How Blueberries protects against Alzheimer's
Eating blueberries, the well-known \'super fruit\', may not only lower the risk of heart disease and cancer, but also provide protection against Alzheimer\'s disease, a new study has claimed.
Washington: Eating blueberries, the well-known 'super fruit', may not only lower the risk of heart disease and cancer, but also provide protection against Alzheimer's disease, a new study has claimed.
The fruit is loaded with healthful antioxidants, and these substances could help prevent the devastating effects of this increasingly common form of dementia, researchers said. "Our new findings corroborate those of previous animal studies and preliminary human studies, adding further support to the notion that blueberries can have a real benefit in improving memory and cognitive function in some older adults," said Robert Krikorian from University of Cincinnati in the US.

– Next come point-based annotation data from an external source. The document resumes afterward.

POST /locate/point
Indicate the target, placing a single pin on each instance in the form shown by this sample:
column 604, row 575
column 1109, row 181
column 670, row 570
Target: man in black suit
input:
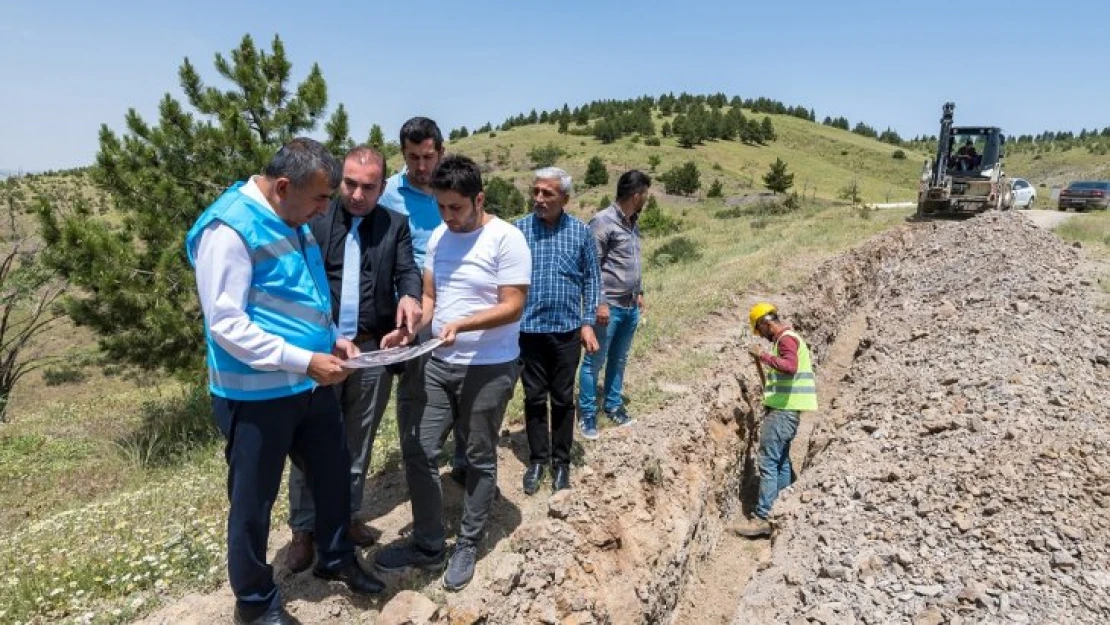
column 375, row 288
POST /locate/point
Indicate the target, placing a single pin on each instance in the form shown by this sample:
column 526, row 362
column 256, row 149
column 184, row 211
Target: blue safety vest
column 289, row 295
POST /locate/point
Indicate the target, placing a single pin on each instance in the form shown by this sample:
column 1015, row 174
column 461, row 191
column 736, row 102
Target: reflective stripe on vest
column 289, row 295
column 796, row 391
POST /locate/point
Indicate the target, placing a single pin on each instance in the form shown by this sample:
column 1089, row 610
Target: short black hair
column 419, row 130
column 457, row 173
column 301, row 159
column 632, row 182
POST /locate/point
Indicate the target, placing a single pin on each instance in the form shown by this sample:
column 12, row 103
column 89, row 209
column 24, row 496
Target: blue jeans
column 777, row 431
column 614, row 340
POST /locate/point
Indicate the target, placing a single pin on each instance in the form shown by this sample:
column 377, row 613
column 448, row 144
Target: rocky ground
column 957, row 472
column 962, row 475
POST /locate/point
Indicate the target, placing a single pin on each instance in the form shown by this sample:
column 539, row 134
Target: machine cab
column 974, row 150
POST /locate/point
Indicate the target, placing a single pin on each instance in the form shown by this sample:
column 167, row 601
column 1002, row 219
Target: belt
column 626, row 301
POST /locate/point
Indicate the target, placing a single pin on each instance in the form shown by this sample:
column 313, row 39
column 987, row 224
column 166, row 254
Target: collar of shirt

Blueberries' beneficial effects could be due to flavonoids called anthocyanins, which have been shown to improve animals' cognition, he said. Researchers conducted two human studies to follow up on earlier clinical trials. One study involved 47 adults aged 68 and older, who had mild cognitive impairment, a risk condition for Alzheimer's disease.
Scientists gave them either freeze-dried blueberry powder, which is equivalent to a cup of berries, or a placebo powder once a day for 16 weeks. "There was improvement in cognitive performance and brain function in those who had the blueberry powder compared with those who took the placebo. The blueberry group demonstrated improved memory and improved access to words and concepts," said Krikorian.

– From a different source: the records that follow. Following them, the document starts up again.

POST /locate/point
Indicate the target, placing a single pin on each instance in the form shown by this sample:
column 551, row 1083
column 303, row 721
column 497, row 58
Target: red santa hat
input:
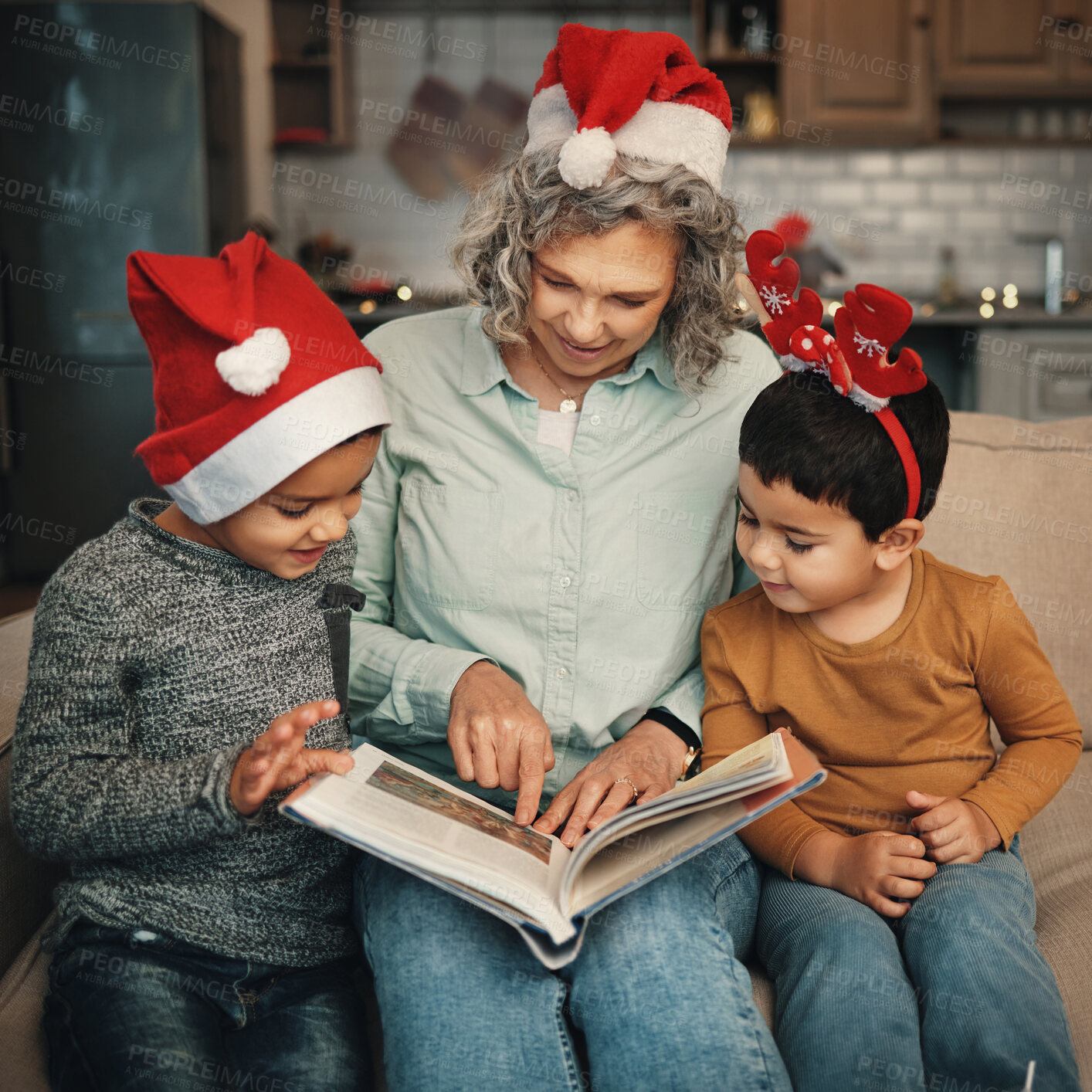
column 643, row 94
column 255, row 371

Researchers also conducted functional magnetic resonance imaging (fMRI), which showed increased brain activity in those who ingested the blueberry powder. The second study included 94 people aged 62 to 80, who were divided into four groups.

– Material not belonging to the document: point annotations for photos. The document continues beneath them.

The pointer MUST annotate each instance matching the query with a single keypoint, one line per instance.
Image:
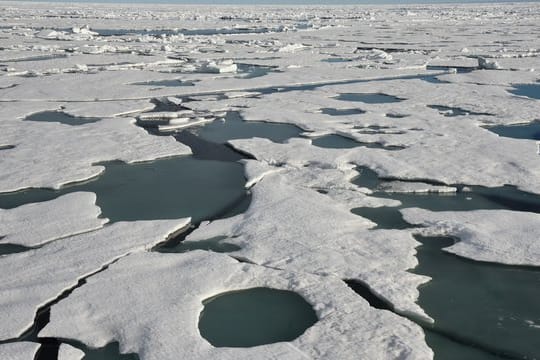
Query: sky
(293, 2)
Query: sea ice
(502, 236)
(23, 350)
(36, 277)
(34, 224)
(164, 325)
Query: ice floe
(502, 236)
(38, 223)
(23, 350)
(36, 277)
(297, 229)
(155, 331)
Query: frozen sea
(269, 182)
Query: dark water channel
(481, 310)
(255, 317)
(163, 189)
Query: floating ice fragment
(488, 64)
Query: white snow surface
(165, 325)
(290, 227)
(34, 224)
(36, 277)
(23, 350)
(51, 154)
(281, 65)
(502, 236)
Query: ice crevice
(50, 346)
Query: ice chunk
(501, 236)
(68, 352)
(35, 277)
(166, 322)
(35, 224)
(23, 350)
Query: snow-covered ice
(347, 328)
(22, 350)
(446, 73)
(36, 277)
(502, 236)
(35, 224)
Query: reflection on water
(234, 127)
(255, 317)
(60, 117)
(163, 189)
(529, 90)
(489, 305)
(369, 98)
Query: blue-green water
(60, 117)
(341, 112)
(489, 306)
(522, 131)
(368, 98)
(163, 189)
(529, 90)
(234, 127)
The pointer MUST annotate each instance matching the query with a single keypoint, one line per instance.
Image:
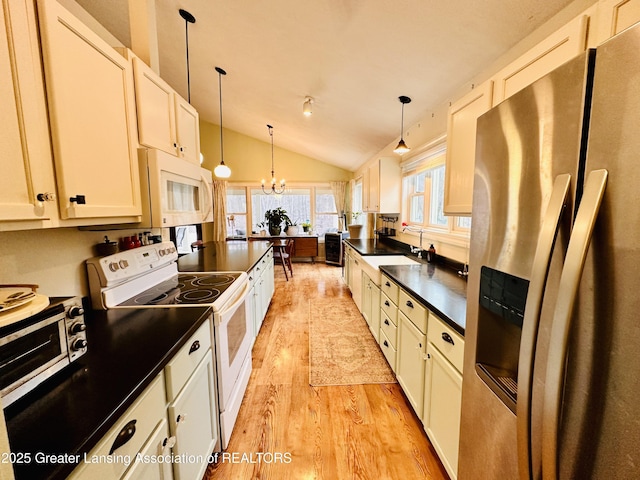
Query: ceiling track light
(274, 189)
(221, 171)
(402, 147)
(306, 106)
(188, 18)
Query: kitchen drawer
(389, 308)
(413, 310)
(389, 288)
(180, 368)
(389, 328)
(445, 339)
(148, 411)
(388, 349)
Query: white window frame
(430, 157)
(290, 186)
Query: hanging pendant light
(273, 189)
(402, 147)
(221, 171)
(306, 107)
(188, 18)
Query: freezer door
(522, 146)
(600, 430)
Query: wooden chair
(284, 254)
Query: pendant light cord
(220, 73)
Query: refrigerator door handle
(531, 322)
(581, 234)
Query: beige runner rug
(342, 350)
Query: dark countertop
(71, 412)
(371, 246)
(439, 289)
(224, 256)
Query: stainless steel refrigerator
(552, 363)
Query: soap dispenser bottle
(431, 254)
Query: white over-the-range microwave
(174, 191)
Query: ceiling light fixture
(188, 18)
(221, 171)
(273, 190)
(402, 147)
(306, 107)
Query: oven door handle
(240, 299)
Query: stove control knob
(75, 311)
(79, 344)
(77, 327)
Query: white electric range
(148, 277)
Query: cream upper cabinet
(27, 183)
(165, 120)
(381, 186)
(616, 15)
(461, 148)
(92, 118)
(187, 130)
(553, 51)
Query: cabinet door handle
(124, 436)
(447, 338)
(194, 346)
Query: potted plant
(355, 229)
(274, 219)
(291, 227)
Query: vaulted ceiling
(353, 57)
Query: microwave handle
(209, 196)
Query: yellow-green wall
(250, 159)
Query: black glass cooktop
(186, 289)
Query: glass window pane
(416, 209)
(326, 223)
(236, 200)
(418, 186)
(325, 201)
(436, 204)
(296, 202)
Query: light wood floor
(289, 430)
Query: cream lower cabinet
(193, 420)
(27, 183)
(263, 287)
(412, 343)
(143, 427)
(443, 392)
(371, 305)
(90, 94)
(166, 121)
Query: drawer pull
(124, 436)
(447, 338)
(169, 442)
(194, 346)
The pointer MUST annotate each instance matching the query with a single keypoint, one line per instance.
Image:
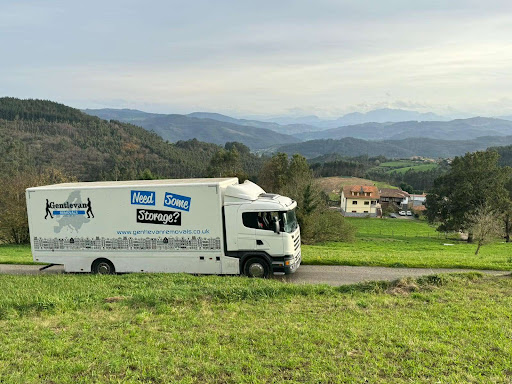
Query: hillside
(183, 127)
(394, 148)
(35, 134)
(442, 130)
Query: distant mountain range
(432, 148)
(306, 136)
(185, 127)
(384, 115)
(443, 130)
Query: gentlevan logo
(143, 198)
(68, 209)
(173, 200)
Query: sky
(261, 58)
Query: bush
(326, 225)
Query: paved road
(343, 275)
(306, 274)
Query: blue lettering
(173, 200)
(143, 197)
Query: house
(397, 197)
(418, 200)
(360, 201)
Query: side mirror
(277, 227)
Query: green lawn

The participants did not have objectively measured cognitive issues, but they subjectively felt their memories were declining. The groups received blueberry powder, fish oil, fish oil and powder or placebo. "The results were not as robust as with the first study. Cognition was somewhat better for those with powder or fish oil separately, but there was little improvement with memory," said Krikorian.
Also, fMRI results were not as striking for those receiving blueberry powder. The effect may have been smaller in this case because these participants had less severe issues when they entered the study, researchers said.